The endoscopic endonasal approach for treating primary skull base malignancies involving the clivus is a formidable task. The authors hypothesized that tumor involvement of nearby critical anatomical structures creates hurdles to endoscopic gross-total resection (GTR). The aim of this study was to retrospectively review the clinical outcomes of patients who underwent an endoscopic endonasal approach to treat primary malignancies involving the clivus and to analyze prognostic factors for GTR.

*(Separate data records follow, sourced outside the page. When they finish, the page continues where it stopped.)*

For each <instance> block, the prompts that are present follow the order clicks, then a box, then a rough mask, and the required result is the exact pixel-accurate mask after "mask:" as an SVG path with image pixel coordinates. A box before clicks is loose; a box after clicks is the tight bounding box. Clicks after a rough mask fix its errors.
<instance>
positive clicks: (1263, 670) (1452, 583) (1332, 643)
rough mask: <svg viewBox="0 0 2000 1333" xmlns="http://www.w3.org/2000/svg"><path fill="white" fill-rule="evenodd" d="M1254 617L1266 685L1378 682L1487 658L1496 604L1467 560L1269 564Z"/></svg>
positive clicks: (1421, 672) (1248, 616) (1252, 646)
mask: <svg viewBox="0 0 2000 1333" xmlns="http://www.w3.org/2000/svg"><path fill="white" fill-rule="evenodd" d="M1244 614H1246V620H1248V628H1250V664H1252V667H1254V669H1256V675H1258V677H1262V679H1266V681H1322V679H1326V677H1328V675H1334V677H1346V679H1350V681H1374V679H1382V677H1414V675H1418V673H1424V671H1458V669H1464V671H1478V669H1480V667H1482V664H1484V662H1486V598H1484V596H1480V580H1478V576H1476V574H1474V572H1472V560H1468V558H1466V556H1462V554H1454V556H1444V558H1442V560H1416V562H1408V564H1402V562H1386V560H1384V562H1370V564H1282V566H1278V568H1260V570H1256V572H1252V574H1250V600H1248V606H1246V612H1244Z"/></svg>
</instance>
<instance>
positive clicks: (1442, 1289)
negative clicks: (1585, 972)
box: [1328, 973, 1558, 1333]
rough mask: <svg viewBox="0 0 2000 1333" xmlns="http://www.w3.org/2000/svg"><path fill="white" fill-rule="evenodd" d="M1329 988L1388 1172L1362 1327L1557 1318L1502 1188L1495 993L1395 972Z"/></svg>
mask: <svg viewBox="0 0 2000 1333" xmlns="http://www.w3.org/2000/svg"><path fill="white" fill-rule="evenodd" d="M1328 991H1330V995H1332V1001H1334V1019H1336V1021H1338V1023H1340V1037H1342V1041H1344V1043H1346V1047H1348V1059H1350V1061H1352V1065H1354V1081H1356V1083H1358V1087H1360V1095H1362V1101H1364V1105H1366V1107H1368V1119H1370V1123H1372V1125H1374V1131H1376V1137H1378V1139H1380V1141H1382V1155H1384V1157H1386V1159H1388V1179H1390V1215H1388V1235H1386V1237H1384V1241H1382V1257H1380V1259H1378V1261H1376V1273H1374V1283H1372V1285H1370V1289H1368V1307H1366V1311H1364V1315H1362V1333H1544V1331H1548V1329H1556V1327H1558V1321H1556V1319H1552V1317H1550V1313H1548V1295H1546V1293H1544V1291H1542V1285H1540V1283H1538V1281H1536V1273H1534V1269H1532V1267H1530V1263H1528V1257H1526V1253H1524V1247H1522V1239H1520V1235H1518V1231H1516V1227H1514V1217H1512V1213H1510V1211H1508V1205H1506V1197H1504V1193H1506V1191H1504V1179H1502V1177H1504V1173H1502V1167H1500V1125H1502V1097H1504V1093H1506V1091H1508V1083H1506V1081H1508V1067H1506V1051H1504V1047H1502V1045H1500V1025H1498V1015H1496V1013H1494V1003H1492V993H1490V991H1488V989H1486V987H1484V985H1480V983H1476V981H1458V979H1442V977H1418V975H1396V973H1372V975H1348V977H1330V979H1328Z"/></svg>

Between January 2009 and November 2015, 42 patients underwent the endoscopic endonasal approach for resection of primary skull base malignancies involving the clivus at 2 independent institutions. Clinical data; tumor locations within the clivus; and anatomical involvement of the cavernous or paraclival internal carotid artery, cisternal trigeminal nerve, hypoglossal canal, and dura mater were investigated to assess the extent of resection. Possible prognostic factors affecting GTR were also analyzed.
Of the 42 patients, 37 were diagnosed with chordomas and 5 were diagnosed with chondrosarcomas. The mean (± SD) preoperative tumor volume was 25.2 ± 30.5 cm3 (range 0.8–166.7 cm3). GTR was achieved in 28 patients (66.7%) and subtotal resection in 14 patients (33.3%). All tumors were classified as upper (n = 17), middle (n = 17), or lower (n = 8) clival tumors based on clival involvement, and as central (24 [57.1%]) or paramedian (18 [42.9%]) based on laterality of the tumor. Univariate analysis identified the tumor laterality (OR 6.25, 95% CI 1.51–25.86; p = 0.011) as significantly predictive of GTR. In addition, the laterality of the tumor was found to be a statistically significant predictor in multivariate analysis (OR 41.16, 95% CI 1.12–1512.65; p = 0.043).
An endoscopic endonasal approach can provide favorable clinical and surgical outcomes. However, the tumor laterality should be considered as a potential obstacle to total removal.